Concluding composition (static hold after the movement, making a concluding statement).

Camera movements from a static position

These include turning, looking up and down, and looking more closely.

Pan (short for panoramic) shots occur when the camera pivots horizontally, mimicking the way we turn our head to scan a horizontal subject like a landscape or bridge. Direction of travel is indicated as "pan left" or "pan right".

Tilt shots are similar, but the camera pivots vertically to reproduce the action of looking up or down the length of a vertical subject like a tree or tall building. Direction of travel is indicated as "tilt up" or "tilt down."

Zoom in or out is made with a lens of adjustable focal length. Zooming gives a forward or backward impression of movement, but picture perspective actually remains identical. This is because the size proportion between foreground and background objects stays the same. For perspective to change, the camera itself must move.

Traveling camera movements



These occur when the camera moves through space- up, down, forward, sideways, backward, or in a combination. Traveling camera movements impart a range of kinesthetic feelings associated with walking, running, approaching, climbing, ascending, descending, retreating and so on.

Craning (up or down) is a movement in which the camera is raised or lowered in relation to the subject. The movement corresponds with the feeling of sitting down or standing up- sometimes as an act of conclusion, sometimes to acquire a better sight line.

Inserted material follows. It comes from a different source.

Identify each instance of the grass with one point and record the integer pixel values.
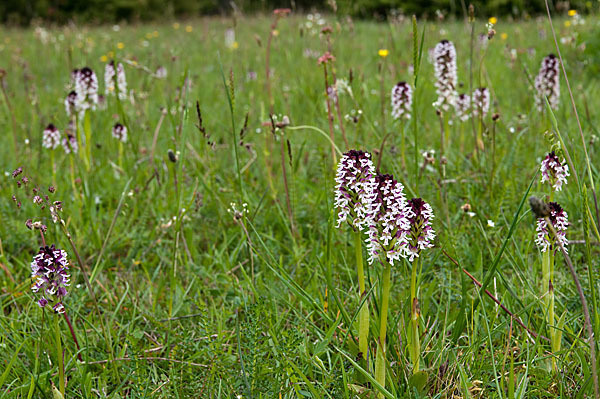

Dollying, tracking, or trucking are interchangeable names for any horizontal camera movement through space. In life, our thoughts or feelings often motivate us to move closer to or farther away from that which commands our attention. We move sideways to see better or to avoid an obstacle in our sight line. Associations with this sort of camera movement include walking, running, riding a bike, riding in a car, gliding, skating, sliding, sailing, flying, floating, or drifting.

Crab dollying is when the camera travels sideways like a crab. The equivalent is accompanying someone and looking at them sideways as you walk.

Reference:

Rabiger, M. (2008). Directing Film Techniques and Aesthetics. The Oxford: Elsevier.